Research Progress of Hybrid Technique High Power Impulse Magnetron Sputtering

High Power Pulsed Magnetron Sputtering （HiPIMS） technique is a high-ionized Physical Vapor Deposition （PVD） technique, which utilizes high pulse peak powers and low pulse duty cycles during the magnetron sputtering process. It has merits of depositing coatings with smooth and dense microstructure, high coating-substrate adhesive strength, and improved properties, including better mechanical properties, oxidation resistance, corrosion resistance, brighter colors, etc. Therefore, the HiPIMS technique becomes the hot topic in the PVD coating research. In this manuscript, the core benefits and drawbacks of the HiPIMS technique are briefly summarized, especially on the good mechanical properties, low deposition rate and high residual stress. Improvements in the HiPIMS techniques are also reviewed, such as varying the HIPIMS pulse shape, superposition of other power pulses on HiPIMS pulses, synchronization of bias voltage on HIPIMS pulses, and addition of auxiliary devices to enhance plasma stability, etc.
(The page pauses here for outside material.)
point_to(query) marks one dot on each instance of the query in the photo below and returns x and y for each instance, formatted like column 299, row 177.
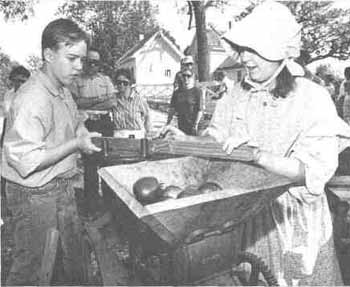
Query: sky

The up-to-date research progress on improving deposition efficiency and performances by hybridization with other sputtering and arc techniques is also presented, such as Direct Current Magnetron Sputtering （DCMS）, Radio Frequency Magnetron Sputtering （RFMS）, Medium Frequency Magnetron Sputtering （MFMS） and Arc Ion Plating （AIP）. Hybridizing HiPIMS with DCMS alleviated self-sputtering effects and enhanced coating deposition rates. The residual stresses are also decreased. Combining HiPIMS with RFMS compensated for low deposition rates and expanded target availability. Hybridizing HiPIMS with MFMS helped mitigate target poisoning issues and improve deposition rates and coating performance. Combining HiPIMS with AIP techniques effectively increased ionization rates and resulted in improved mechanical properties of coatings and suppressed HiPIMS target arcing. The application of hybrid HiPIMS techniques in hard coatings, wear resistant materials, functional coatings and devices and other fields is also discussed. Furthermore, a prospect for the future development of HiPIMS and its hybrid techniques is also discussed, especially on its pulse power and plasma development, future industrial application and interdisciplinary development.